I had the income tax statement from three years ago because I was listed as the primary taxpayer. I also had documents showing lists of my personal tax burdens over the last three years, but those lists were insufficient because the APRC requirements expressly request BOTH tax lists AND tax statements.
Ironically, the requirements for naturalization are merely proof of income, and the checklist goes on to state that 扣繳憑單 (withholding statements) are adequate.
Thanks in no small part to the good members of this site, I am aware that there are many ways to avoid being drafted if I’m 35 when my household registration comes through. Nonetheless, I’m also able to accept the possibility that I might have to do service of some kind. To me today, these elements are not important. What I really want right now is a residency solution in the shortest time possible so that I can sign a divorce paper the next time my wife is marginally stable.
I started this thread primarily because my naturalization case might prove problematic. I am married, but I want to apply as an independent individual because the application process for a spouse involves an interview with the “happy” couple to ensure that people are not marrying for the sake of obtaining an ROC passport. The problem in my case is that the HR officers are unable to inform me in advance whether immigration will actually accept my application as an independent or go ahead and interview my wife regardless.

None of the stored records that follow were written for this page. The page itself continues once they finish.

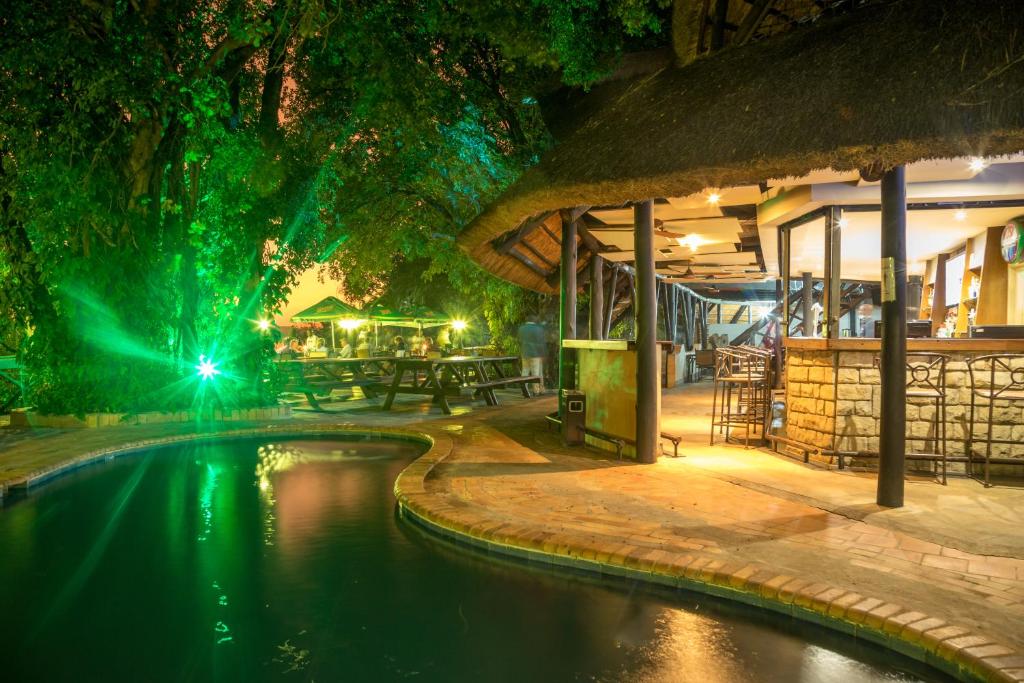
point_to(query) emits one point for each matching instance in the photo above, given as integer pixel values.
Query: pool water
(252, 560)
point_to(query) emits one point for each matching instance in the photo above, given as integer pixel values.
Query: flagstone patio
(941, 579)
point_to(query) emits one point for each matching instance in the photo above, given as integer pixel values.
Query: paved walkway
(742, 523)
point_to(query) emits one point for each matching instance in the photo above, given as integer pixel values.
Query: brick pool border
(947, 647)
(102, 454)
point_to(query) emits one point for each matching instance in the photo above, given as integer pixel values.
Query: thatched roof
(892, 84)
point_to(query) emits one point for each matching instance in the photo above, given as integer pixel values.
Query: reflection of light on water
(821, 665)
(684, 646)
(221, 631)
(206, 501)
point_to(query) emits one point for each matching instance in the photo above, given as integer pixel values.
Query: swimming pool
(264, 559)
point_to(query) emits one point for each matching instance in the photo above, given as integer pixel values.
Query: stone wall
(810, 397)
(840, 391)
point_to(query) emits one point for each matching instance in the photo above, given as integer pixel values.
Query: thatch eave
(896, 84)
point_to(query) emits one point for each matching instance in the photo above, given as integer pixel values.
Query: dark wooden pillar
(834, 282)
(807, 299)
(596, 297)
(566, 317)
(781, 299)
(892, 444)
(939, 294)
(645, 312)
(610, 303)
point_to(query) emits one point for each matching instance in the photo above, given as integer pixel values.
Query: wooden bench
(487, 388)
(313, 385)
(617, 441)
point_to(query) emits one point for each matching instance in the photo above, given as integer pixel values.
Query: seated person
(314, 343)
(398, 346)
(290, 348)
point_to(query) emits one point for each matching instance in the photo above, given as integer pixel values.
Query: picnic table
(318, 377)
(456, 377)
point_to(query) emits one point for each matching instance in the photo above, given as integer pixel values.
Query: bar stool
(927, 379)
(742, 374)
(994, 377)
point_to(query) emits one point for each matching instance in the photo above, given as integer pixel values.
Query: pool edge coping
(43, 475)
(943, 646)
(783, 594)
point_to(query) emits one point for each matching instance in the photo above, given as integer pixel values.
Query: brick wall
(840, 392)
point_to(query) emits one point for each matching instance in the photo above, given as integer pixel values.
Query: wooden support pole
(718, 25)
(566, 317)
(939, 294)
(596, 297)
(781, 298)
(784, 274)
(807, 297)
(609, 305)
(704, 324)
(645, 316)
(892, 442)
(834, 278)
(914, 287)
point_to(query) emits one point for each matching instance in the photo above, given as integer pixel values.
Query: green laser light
(206, 368)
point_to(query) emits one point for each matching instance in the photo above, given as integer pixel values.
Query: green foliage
(168, 169)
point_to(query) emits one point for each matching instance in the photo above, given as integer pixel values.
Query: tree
(169, 168)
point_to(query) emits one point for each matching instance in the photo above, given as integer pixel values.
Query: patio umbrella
(413, 316)
(328, 310)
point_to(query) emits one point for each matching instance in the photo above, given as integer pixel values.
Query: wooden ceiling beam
(505, 244)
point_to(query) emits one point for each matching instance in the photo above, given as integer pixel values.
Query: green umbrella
(328, 310)
(414, 316)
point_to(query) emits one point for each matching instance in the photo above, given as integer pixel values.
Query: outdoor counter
(833, 395)
(607, 375)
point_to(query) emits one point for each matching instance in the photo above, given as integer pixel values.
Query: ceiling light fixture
(693, 241)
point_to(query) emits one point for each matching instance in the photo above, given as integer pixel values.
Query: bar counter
(833, 396)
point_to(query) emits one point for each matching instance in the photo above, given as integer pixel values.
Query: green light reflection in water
(211, 553)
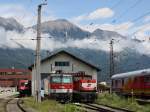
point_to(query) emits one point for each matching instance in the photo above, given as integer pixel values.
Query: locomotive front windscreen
(61, 79)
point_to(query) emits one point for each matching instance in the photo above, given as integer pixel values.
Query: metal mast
(111, 62)
(38, 56)
(111, 57)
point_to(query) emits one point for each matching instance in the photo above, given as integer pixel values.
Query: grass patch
(121, 102)
(49, 106)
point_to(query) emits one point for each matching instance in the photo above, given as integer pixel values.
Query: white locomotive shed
(66, 62)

Needless to say, such an interview would be disastrous.
Now for today’s update to my situation.
I received a call yesterday from the wife telling me that she would give me the power of attorney document. I’ve had this call several times and it’s been a waste of time, but somehow this time it wasn’t. After an awfully long evening that I won’t go into I finally returned home with a signed and dated document to get my Income Tax Statements.

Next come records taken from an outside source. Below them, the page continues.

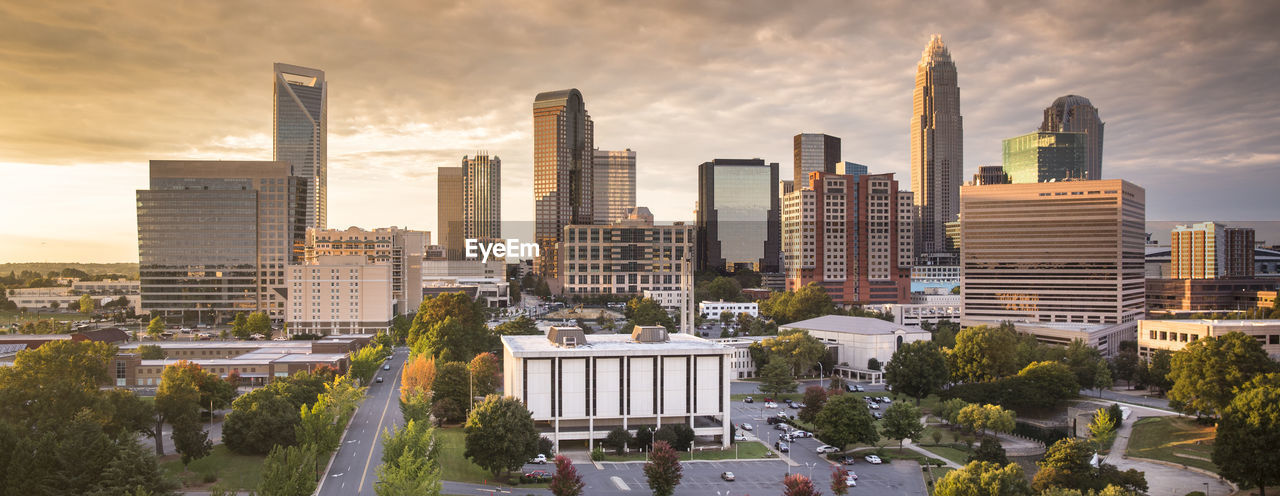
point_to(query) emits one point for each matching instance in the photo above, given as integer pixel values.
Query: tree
(776, 379)
(1207, 371)
(618, 439)
(501, 435)
(798, 485)
(155, 327)
(845, 421)
(288, 471)
(983, 478)
(990, 450)
(917, 370)
(983, 353)
(663, 471)
(1248, 433)
(566, 481)
(903, 421)
(814, 396)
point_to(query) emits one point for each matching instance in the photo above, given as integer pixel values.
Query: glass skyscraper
(737, 215)
(1045, 157)
(300, 133)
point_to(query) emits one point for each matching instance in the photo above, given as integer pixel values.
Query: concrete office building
(300, 134)
(626, 257)
(481, 197)
(401, 249)
(1176, 334)
(215, 238)
(1075, 114)
(581, 386)
(341, 294)
(814, 152)
(850, 234)
(1043, 157)
(1211, 251)
(1054, 252)
(737, 215)
(855, 340)
(937, 152)
(563, 174)
(449, 202)
(615, 189)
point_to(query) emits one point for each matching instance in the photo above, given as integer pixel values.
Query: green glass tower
(1043, 157)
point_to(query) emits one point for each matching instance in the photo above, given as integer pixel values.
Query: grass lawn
(232, 471)
(1168, 437)
(744, 450)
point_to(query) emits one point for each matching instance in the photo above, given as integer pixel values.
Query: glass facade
(1043, 157)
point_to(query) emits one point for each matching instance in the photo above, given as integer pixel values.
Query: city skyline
(1184, 111)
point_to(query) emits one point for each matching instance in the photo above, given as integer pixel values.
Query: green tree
(917, 370)
(1207, 371)
(983, 478)
(501, 435)
(1248, 433)
(288, 471)
(903, 421)
(663, 471)
(983, 353)
(155, 327)
(776, 379)
(845, 421)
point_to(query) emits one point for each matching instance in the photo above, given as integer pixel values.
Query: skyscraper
(300, 133)
(615, 188)
(937, 152)
(563, 143)
(215, 237)
(448, 211)
(481, 197)
(814, 152)
(1043, 157)
(1075, 114)
(737, 215)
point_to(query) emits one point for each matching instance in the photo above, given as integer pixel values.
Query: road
(355, 468)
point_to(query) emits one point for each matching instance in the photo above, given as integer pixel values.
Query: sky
(92, 90)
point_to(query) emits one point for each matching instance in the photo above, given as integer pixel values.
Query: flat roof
(853, 325)
(612, 344)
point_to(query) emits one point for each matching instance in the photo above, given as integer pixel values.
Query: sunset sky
(92, 90)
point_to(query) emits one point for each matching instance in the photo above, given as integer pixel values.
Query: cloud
(1185, 90)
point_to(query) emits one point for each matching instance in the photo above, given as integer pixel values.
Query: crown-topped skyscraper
(937, 152)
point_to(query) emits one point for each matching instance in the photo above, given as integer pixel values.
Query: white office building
(580, 386)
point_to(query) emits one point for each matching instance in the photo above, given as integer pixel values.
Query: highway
(355, 468)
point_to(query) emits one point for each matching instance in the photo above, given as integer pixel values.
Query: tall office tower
(615, 187)
(1043, 157)
(1211, 251)
(449, 210)
(990, 174)
(737, 215)
(481, 197)
(301, 133)
(1054, 252)
(563, 139)
(814, 152)
(937, 152)
(401, 249)
(848, 168)
(215, 237)
(851, 234)
(1075, 114)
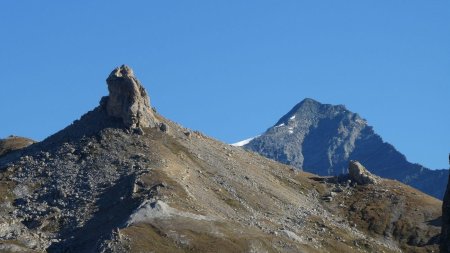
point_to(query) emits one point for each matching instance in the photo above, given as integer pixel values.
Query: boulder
(360, 175)
(128, 99)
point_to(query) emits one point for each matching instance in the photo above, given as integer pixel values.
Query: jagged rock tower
(128, 99)
(445, 235)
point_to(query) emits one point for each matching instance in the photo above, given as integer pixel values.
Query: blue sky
(232, 68)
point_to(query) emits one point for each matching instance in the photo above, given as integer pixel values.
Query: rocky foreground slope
(321, 138)
(136, 182)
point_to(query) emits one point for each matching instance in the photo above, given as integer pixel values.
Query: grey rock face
(445, 235)
(128, 99)
(359, 174)
(322, 138)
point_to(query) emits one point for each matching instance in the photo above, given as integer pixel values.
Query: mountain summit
(322, 138)
(123, 178)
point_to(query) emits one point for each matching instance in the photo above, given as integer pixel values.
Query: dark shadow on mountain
(114, 208)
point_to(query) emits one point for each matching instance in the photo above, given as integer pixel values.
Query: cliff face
(322, 138)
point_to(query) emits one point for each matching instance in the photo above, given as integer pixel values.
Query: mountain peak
(128, 99)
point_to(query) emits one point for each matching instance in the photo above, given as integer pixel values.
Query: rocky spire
(128, 99)
(359, 174)
(445, 235)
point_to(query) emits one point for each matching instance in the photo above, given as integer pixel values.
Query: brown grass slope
(257, 205)
(197, 194)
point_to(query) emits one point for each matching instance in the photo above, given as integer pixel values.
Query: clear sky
(231, 69)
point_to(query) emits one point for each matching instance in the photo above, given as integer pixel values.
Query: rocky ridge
(445, 235)
(322, 138)
(103, 185)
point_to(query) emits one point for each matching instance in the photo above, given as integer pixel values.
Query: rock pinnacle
(128, 99)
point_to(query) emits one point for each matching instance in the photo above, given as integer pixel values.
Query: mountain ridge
(321, 138)
(107, 183)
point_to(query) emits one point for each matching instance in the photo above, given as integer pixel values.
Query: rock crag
(445, 235)
(360, 175)
(128, 99)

That threw my entire plan into disarray. I had been entirely prepared to try my luck at naturalization and instead I found that I would be able to apply for my APRC after all. I believe (but cannot prove) that my application for an APRC is more likely to be successful than naturalization. I also believe that it will be significantly quicker and so I went to get my income tax statements.

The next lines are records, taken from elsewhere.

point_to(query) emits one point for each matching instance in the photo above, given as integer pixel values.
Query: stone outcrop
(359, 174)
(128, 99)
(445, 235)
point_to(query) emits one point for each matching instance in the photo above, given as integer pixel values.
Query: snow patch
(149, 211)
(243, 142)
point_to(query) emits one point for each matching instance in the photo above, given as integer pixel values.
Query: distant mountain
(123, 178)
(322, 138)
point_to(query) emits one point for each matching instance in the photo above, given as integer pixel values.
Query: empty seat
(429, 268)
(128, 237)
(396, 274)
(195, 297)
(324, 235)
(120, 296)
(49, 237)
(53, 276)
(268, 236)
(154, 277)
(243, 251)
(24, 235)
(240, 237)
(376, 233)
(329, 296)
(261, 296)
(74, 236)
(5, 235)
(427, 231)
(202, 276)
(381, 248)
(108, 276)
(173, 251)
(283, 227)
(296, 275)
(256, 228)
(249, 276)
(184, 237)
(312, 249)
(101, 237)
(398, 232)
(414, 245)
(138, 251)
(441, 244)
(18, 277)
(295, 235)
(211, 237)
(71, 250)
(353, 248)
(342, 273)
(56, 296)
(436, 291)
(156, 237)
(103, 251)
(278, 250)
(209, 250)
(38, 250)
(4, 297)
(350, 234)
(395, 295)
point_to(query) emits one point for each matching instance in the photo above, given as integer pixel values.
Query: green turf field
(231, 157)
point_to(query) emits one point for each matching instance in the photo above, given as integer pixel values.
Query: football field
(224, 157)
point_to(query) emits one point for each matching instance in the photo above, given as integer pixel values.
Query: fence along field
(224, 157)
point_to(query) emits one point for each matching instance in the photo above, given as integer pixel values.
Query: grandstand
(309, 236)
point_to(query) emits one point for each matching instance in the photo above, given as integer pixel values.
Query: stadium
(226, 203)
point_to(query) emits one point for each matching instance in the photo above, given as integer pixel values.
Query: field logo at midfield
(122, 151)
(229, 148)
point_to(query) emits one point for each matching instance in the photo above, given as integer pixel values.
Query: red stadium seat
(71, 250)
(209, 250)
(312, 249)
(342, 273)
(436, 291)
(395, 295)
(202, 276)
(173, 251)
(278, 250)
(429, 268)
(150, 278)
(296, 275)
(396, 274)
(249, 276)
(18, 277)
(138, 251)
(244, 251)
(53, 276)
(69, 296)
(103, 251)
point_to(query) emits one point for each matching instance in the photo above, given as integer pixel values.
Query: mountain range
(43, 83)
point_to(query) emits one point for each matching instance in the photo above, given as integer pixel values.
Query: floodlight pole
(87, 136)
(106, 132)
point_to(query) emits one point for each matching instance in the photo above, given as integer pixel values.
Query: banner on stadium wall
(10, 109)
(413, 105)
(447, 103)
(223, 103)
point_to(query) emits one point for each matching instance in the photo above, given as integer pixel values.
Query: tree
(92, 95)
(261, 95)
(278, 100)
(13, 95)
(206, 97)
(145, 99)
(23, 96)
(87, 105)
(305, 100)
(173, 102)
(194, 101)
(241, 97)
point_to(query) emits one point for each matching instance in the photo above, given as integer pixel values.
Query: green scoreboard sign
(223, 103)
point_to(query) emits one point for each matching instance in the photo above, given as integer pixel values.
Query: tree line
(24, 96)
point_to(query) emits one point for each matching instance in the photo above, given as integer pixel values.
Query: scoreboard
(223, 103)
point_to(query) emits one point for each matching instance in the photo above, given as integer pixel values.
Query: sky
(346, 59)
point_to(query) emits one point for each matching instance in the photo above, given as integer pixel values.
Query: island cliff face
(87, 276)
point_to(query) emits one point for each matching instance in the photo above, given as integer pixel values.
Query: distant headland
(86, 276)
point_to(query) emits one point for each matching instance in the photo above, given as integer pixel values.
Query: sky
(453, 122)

I assembled my documents and went to the NIA offices in Taipei. I had an awfully long wait because the officer who deals with APRC applications was absent, his backup was busy, and I understandably didn’t have an appointment.
Incredibly, and after all my stressing over the last few weeks, the lady at the counter told me that the requirements for Income Tax Statements had been scrapped LAST WEEK! She tried to be nice and told me that maybe part of the reason was because I’d made such a fuss over the issue two weeks ago. I felt so ill I nearly burst into tears. At least now any other unfortunates who made the mistake of allowing wifey to file taxes on their behalf will not be screwed over by their lack of understanding of the tax code.
I ended up submitting my documents today for my APRC. The most time-sensitive and difficult item to get is my UK police record check, which was issued on May 11. It’s validity will expire on August 10 for APRC purposes. The nice part is that should my application for my APRC be rejected on whatever spurious grounds are found, aside from making an appeal, I should still be able to attempt naturalization because (and correct me if I’m wrong here) the foreign criminal background check has a validity of SIX months when using it for naturalization.
Sorry for the long-winded and rambling post. It’s been a crazy month and I can only hope that the end is in sight.[/quote]
If they took the APRC application, then you are if not 100% sure, then fairly sure that they will give you the APRC. Good luck with it.
And - honestly, the problems you have are only starting, getting the divorce will be the hard part.